According to Billy Wilder, Some Like It Hot. Hardly anyone, however, likes it this toasty, and there’s only more in store.
National Weather Service data reveals the Cape Fear region hasn’t seen a high less than 90 degrees since June. July’s coolest day thus far was on the 10th, when it only got up to 90 degrees. The hottest day of the summer so far occurred on July 7, which peaked at a sweltering 99 degrees.
The worst is yet to come, however.
“Every summer, it just seems like it’s hotter than last summer,” said Don Franklin, a part-time resident with a home near White Lake.
This year, at least, Franklin is right. Although July is always a hot month for Eastern North Carolina, this year’s temperatures are coquetting climate data. For climatologists, a daily average temperature is the mean of the day’s high temperature and low temperature, so a July day with a high of 90 and a low of 70 would have an average of 80 degrees. In fact, 81 degrees is the normal average for the area for this week, but this year’s unrelenting heat has pushed July’s average to 85.1 degrees, a full 4 degrees higher than normal.
While it is hot, it’s certainly been hotter. The record temperatures for this time of year range from 102 to 106 degrees.
The difference, however, is that there’s usually a break — a night when temperatures dip into the low 70s or even the 60s — which, at this point, might cause even the earth to heave a sigh a relief. June was the last time the Cape Fear region saw temperatures in the 60s.

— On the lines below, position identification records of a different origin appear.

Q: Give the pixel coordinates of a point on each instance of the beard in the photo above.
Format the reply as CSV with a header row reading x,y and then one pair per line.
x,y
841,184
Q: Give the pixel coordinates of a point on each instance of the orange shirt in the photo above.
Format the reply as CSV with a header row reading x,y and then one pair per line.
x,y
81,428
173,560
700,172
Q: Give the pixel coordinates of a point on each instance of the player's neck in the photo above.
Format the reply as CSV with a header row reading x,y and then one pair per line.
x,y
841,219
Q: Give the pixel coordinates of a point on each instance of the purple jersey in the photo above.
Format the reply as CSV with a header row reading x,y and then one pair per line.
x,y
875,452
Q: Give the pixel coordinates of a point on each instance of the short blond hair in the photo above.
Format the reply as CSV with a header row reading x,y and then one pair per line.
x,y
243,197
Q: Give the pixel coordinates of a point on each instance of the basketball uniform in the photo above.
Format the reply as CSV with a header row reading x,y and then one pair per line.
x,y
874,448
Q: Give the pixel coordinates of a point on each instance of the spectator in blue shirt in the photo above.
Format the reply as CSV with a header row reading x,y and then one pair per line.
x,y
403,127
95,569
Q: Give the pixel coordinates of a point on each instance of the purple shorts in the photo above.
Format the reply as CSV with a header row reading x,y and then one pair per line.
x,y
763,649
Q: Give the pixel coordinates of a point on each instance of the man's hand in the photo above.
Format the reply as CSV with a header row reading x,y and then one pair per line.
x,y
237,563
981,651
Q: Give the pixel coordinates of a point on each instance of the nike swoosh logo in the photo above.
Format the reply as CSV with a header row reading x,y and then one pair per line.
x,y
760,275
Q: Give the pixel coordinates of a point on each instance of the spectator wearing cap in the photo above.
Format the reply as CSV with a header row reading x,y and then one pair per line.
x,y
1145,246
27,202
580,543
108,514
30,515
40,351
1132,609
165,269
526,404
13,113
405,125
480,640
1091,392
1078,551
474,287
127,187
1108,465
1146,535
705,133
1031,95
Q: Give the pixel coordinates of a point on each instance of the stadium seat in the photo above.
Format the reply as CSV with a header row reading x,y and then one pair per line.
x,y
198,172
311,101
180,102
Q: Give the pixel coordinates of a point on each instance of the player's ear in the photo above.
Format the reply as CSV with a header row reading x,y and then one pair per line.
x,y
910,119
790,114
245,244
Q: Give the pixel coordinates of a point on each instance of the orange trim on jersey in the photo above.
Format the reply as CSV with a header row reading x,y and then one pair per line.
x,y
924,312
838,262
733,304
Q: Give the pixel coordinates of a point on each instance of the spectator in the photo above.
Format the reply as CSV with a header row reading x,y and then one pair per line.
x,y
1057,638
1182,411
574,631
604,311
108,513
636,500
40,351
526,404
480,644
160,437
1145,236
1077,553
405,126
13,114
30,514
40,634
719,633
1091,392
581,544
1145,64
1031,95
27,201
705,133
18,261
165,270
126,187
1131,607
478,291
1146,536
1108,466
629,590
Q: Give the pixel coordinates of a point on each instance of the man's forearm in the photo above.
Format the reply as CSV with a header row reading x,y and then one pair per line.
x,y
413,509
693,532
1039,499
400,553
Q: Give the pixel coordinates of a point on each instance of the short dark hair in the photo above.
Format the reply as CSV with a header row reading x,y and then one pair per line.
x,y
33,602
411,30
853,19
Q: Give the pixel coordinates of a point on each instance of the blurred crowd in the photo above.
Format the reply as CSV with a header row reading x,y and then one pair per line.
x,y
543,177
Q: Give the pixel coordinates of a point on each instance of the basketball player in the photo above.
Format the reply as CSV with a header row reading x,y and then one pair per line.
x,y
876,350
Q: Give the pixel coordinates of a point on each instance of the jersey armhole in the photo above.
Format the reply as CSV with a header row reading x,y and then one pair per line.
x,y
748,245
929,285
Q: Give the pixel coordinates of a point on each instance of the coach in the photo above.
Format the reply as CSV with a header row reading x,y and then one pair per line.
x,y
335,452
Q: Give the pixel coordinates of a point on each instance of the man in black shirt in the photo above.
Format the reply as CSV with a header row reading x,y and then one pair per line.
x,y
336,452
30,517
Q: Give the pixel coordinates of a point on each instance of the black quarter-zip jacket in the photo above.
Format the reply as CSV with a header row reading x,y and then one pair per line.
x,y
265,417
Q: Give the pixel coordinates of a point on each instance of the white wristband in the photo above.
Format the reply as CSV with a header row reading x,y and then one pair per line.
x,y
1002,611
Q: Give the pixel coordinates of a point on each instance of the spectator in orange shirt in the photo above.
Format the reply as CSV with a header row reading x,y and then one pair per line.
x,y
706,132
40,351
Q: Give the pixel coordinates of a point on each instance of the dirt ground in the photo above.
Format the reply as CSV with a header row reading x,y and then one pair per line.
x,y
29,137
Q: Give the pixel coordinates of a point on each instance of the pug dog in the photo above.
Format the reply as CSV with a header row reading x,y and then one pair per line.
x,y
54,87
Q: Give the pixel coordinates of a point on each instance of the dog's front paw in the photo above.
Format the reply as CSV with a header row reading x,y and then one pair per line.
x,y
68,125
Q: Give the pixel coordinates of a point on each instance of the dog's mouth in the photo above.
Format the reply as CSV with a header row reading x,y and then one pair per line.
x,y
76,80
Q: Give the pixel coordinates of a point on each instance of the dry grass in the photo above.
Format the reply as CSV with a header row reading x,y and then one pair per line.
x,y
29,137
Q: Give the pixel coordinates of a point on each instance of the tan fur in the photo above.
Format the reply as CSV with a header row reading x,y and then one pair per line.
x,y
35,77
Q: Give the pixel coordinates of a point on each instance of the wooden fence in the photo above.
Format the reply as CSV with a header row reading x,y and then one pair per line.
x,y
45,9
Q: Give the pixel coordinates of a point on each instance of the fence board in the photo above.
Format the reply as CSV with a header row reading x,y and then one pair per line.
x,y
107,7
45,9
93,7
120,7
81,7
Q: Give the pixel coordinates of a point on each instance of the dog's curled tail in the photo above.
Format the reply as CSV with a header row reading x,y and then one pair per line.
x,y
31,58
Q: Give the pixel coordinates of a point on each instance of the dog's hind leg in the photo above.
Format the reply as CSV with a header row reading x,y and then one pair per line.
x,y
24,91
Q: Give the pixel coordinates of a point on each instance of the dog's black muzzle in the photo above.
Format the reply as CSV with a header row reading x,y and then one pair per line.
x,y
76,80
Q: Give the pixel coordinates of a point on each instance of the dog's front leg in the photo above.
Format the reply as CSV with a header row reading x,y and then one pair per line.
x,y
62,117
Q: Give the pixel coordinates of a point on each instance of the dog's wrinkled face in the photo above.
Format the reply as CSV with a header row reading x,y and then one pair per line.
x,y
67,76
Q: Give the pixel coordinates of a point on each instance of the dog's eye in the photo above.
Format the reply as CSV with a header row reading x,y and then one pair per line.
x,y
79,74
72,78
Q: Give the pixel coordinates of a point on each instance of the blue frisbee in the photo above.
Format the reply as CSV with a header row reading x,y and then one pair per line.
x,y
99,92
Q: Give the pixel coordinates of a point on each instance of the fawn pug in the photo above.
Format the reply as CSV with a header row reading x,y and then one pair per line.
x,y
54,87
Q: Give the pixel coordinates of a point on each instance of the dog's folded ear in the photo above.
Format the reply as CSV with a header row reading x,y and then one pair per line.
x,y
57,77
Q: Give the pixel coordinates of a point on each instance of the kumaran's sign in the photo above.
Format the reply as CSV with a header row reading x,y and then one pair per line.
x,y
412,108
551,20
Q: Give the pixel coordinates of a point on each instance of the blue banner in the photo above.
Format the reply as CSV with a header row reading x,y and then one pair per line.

The heat is hitting North Carolinians where it hurts — the wallet. According to a 2016 study by the American Coalition for Clean Coal Energy, the 25 million households in the bottom income tier spend 22 percent of their after-tax income on utilities and fuel, compared to the 5 percent the top tier spends for the same services. Wallet Hub recently ranked the Tar Heel State 11th in the country when it comes to monthly electricity costs — $11.43 per kilowatt hour.
Franklin, for one, is feeling the pinch.
“No matter which home I’m in — we have a house in Leland and one here at the lake — I grit my teeth every time I pay the power bill,” he said. “When I’m not there, I keep the house at about 90 degrees — we have one of those thermostats where you can turn the air and heat up or down on your phone — so it’s only keeping the house at 90 degrees and running the refrigerator and freezer, and I’m still paying about $20 a day, even when I’m not even there. This heat isn’t good for anything.”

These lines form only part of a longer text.